Somewhere between 2005 and 2006 my chest when from pitiful to plentiful, fast enough to surpass my wardrobe, but gradual enough to elude my mirror. I didn’t realize that the elastic banded sheet of fabric wasn’t doing its job anymore until a morning in debate class, when our teacher assigned us partners to argue for/against scholarships under Title IX. I moved across the room and sat down next to the guy that I was going to be working with and I introduced myself.
“Yeah. I know who you,” he grumbled. “It would be hard not to notice the girl that always has her tits hanging out of her shirt.”

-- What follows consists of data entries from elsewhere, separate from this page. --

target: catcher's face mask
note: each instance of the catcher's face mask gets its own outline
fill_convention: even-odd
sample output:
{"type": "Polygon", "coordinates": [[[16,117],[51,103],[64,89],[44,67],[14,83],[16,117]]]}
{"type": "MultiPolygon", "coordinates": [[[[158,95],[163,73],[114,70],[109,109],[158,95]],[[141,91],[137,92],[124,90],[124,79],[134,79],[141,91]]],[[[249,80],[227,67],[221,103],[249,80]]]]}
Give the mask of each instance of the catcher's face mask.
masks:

I think about that interaction every day. Every. Single. Day. The complex it instilled in me was not navigable because it belittled me in every possible way. It was high school… guys had to cross their legs and chug ice water whenever a girl teased some kneecap through her ripped Abercrombie jeans… yet, this stranger of a 16-year-old was annoyed by my cleavage. Not only that, but he didn’t think it was worth the effort to salvage my dignity and tell me politely that I was exposed. Not only that and that, but I had not lost a debate yet, and getting partnered with me would produce the easiest A he had ever earned (if he’d ever earned one before). Not only that, that, and that, but—and this is low, but he went low, so I can go low too—that guy was no Prom King/quarterback/valedictorian/teenaged dream. So, what about me was so revolting that a guy like that felt the need to disdainfully tell me that I was a.) slutty, and b.) unsuccessful at it? I still don’t know. All I know is that I went forward in life believing that something about my being was so off-putting, that it made my brains, my boobs, and my character irrelevant.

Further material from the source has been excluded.